A bill designed specifically to help clear the confusion surrounding California’s medical-marijuana laws passed an important hurdle in Sacramento last week. Though perhaps too late for the many Santa Barbara–area dispensaries that have been shuttered since the most recent wave of raids by local and federal authorities, Assembly Bill 2312, which was written earlier this year by San Francisco’s Tom Ammiano as a way of better protecting the state’s much maligned medical-marijuana industry from critics who say it is out of control and from federal officials who want it shut down, passed the Assembly floor on May 31 via a 41-29 vote, with Santa Barbara’s Das Williams voting in favor of the measure.

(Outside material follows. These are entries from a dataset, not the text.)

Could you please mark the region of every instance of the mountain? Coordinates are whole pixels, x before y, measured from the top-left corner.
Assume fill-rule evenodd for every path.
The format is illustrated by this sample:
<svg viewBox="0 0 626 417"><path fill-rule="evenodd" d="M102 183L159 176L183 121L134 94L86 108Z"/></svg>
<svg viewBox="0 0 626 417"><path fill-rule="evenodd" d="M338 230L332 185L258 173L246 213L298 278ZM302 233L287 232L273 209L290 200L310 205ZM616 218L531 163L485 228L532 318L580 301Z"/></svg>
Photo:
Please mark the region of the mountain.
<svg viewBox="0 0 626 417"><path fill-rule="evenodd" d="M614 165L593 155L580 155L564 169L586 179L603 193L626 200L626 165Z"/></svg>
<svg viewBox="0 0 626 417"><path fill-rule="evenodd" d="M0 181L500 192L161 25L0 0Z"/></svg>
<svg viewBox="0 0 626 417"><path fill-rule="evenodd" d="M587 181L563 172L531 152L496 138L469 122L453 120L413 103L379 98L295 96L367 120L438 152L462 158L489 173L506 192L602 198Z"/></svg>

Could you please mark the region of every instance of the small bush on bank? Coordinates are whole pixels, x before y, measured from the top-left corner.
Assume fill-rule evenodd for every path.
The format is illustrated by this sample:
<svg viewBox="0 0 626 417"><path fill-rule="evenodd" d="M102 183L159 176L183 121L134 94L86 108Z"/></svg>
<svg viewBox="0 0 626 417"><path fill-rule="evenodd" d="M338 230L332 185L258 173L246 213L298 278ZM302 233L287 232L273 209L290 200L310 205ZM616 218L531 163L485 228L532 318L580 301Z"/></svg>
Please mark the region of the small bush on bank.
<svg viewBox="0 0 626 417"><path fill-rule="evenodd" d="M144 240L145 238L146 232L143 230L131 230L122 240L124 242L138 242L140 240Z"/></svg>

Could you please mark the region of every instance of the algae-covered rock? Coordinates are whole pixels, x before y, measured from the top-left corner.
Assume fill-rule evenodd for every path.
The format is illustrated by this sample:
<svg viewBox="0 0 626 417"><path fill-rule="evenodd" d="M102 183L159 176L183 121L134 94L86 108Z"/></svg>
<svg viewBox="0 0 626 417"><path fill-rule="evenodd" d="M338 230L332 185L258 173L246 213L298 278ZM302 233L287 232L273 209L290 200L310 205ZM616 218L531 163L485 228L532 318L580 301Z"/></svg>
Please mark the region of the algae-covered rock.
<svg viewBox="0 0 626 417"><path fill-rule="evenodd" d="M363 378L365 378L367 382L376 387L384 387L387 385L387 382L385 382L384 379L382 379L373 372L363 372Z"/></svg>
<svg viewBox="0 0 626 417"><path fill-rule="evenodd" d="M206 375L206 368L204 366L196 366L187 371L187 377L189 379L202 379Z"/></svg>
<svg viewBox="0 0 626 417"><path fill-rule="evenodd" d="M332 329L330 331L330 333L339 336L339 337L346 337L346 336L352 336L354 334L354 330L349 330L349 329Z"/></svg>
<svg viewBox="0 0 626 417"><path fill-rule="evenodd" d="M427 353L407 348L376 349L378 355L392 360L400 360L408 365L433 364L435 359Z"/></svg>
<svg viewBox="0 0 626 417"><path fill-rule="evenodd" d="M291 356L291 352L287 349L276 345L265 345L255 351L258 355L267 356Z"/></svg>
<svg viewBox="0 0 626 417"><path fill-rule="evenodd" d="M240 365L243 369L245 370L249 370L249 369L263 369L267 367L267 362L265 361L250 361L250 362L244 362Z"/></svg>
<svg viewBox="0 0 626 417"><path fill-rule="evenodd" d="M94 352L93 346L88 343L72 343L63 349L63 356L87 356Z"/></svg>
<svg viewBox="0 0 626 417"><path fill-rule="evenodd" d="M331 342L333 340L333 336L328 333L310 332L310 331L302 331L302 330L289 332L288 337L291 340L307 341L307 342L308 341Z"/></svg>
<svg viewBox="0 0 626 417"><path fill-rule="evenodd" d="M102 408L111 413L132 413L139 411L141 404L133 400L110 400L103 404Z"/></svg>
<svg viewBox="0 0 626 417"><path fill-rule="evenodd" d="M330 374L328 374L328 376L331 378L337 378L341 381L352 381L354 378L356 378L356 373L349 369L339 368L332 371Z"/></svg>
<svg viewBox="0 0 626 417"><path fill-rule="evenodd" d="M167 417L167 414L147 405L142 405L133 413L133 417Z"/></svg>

Coming some 16 years after voters first approved medical marijuana in California, the bill would create an overarching state commission consisting of nine members — ranging from doctors and private citizens to law enforcement and medical-marijuana union reps — charged specifically with developing and enforcing universal regulations for how medical-marijuana dispensaries and growers operate. As currently written, the bill would, among other things, create the Bureau of Medical Marijuana Enforcement (BMME), require all dispensaries to be approved and registered by the state in addition to conforming with any local government approval process, limit local taxes on medical-marijuana sales to a maximum of 5 percent (half of this number will go to the state to fund the BMME), and require municipalities to permit at least one dispensary per 50,000 residents. (Cities and counties would still be able to ban clubs, but the process would be subject to its own new set of stringent rules.)
Heralded as a major victory by medical-marijuana advocates throughout the state, the bill now moves on to the State Senate, where it will first be vetted at various committee levels before an up-or-down vote no later than the end of July.